Por Natalia Pandolfo. Un día dejamos de ver a los viejos como superhéroes y una pátina de piedad cubre sus rostros. Y entonces la chocolatada ya no sabe tan sabrosa y las masitas de maicena se nos antojan secas.
Natalia Pandolfo
Un día, de repente, las articulaciones crujen. El olor de las tardes ya no es el mismo, y da igual si cenamos o no. Hay un instante en el que dejamos de sentir esa euforia, esa cosa medio mágica medio inocente de descubrir, de escarbar en la tierra, de pelarnos las rodillas por una caída de la bici que más que un accidente es un vuelo de película.

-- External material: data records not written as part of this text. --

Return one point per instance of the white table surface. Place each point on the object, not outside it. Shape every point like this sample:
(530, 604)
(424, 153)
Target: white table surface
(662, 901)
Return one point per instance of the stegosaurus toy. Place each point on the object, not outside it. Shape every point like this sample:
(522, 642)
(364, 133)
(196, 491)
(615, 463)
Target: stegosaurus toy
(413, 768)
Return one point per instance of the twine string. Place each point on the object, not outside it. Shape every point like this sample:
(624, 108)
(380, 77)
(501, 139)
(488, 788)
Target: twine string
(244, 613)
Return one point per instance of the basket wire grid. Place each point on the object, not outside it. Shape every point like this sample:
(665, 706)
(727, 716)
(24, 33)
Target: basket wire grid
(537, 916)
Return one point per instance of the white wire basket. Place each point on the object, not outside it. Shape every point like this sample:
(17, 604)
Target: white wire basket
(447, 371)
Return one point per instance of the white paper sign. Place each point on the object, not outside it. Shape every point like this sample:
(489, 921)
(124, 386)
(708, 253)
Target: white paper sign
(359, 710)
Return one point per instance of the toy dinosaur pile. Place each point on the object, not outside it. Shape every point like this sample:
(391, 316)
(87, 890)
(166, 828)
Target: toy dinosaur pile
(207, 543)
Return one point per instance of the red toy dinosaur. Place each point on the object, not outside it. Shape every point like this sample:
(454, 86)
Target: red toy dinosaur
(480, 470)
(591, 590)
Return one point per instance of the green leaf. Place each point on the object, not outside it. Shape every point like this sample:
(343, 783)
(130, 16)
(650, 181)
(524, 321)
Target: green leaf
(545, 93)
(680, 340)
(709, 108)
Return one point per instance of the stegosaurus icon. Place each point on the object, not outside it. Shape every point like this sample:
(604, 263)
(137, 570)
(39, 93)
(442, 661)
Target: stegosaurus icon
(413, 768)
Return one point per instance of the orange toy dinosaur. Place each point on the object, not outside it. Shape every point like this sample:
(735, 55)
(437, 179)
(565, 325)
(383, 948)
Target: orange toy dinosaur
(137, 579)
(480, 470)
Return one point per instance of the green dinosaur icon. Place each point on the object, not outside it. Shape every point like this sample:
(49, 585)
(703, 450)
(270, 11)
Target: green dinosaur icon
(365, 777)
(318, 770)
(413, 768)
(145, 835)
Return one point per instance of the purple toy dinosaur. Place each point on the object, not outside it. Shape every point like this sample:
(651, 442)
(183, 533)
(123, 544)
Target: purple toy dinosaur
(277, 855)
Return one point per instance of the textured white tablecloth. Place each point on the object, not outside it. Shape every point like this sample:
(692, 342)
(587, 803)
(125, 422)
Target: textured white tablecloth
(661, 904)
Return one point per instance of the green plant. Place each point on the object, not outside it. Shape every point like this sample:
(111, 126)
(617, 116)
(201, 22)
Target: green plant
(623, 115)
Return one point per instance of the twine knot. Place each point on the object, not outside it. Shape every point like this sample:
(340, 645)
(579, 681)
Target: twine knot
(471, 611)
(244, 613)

Un día dejamos de ver a los viejos como superhéroes y una pátina de piedad cubre sus rostros. Y entonces la chocolatada ya no sabe tan sabrosa y las masitas de maicena se nos antojan secas.
Un día el reloj se apropia de nuestro tiempo con furia bíblica. Dejamos de comer cuando tenemos hambre y lo hacemos cuando corresponde. El amor y la admiración incondicionales hacia los que están cerca se retiran con paso trémulo, sin dar aviso, como quien traiciona, y entonces aparecen en el escenario los celos, las envidias: las poquitas cosas que bastan para rasgar los hilos del afecto.
Un día nos encuentra preguntándonos por qué se arrastra tanto el lomo entre la miseria y las falsedades, si sería tan bello y tan simple pedalear para adelante y listo. En qué momento ocurrió la catástrofe que no la vimos, no la vimos venir, y quedamos navegando entre los restos que sucumbieron a la desgracia de la estupidez humana -o de la madurez.
Cómo es que aquellas pequeñas cosas nos abandonaron y nos dejaron en medio de la ruta de noche, sintiendo el olor de la soledad y con la certeza de que nada podrá hacer que regresen. Cómo es que tempestad nos hizo aflojar los puños y perder lo más valioso que traíamos. Cómo es que los deseos empezaron a apagarse antes que las velitas.
Y entonces aparece un niño, un chico cualquiera y dice, desde su más profunda inocencia: “¿Vos estás contento con tu vida?”. O dice: “Para mí que la reemplazante no tiene quien la quiera, por eso es tan amarga”. O dice: “Yo cuando sea grande no voy a ser nada, voy a vivir nomás”. Y vuelve a calzar tus pies en esas zapatillas viejas, a ordenar tu cabello en dos colitas desparejas, a pasar el torso por esa remera cualquiera y te sube a una bici para que te caigas otra vez, para que vuelvas a vivir la tremenda sensación de volar por los aires, sin saber qué día ni qué hora es.
Entonces viene un niño y dice: “Cantame las canciones que te cantaban a vos”. O dice: “¿Vamos a disfrazarnos?” O dice: “Yo creo que esta vida es un sueño: que un día nos vamos a despertar y nos vamos a dar cuenta de que era todo mentira”.
Y es en esa milésima de segundo cuando la memoria suspira y recuerda, como en una epifanía, la magia de una tarde en el río; el sabor de las frutillas, sublime hasta la emoción; la magia de un atardecer de verano con su gran agujero en el cielo limpio. Es ese instante el que permite sacudirse la rutina, pensarse, respirar hondo y volver a mirarse al espejo como si la vida fuese un vestido a estrenar.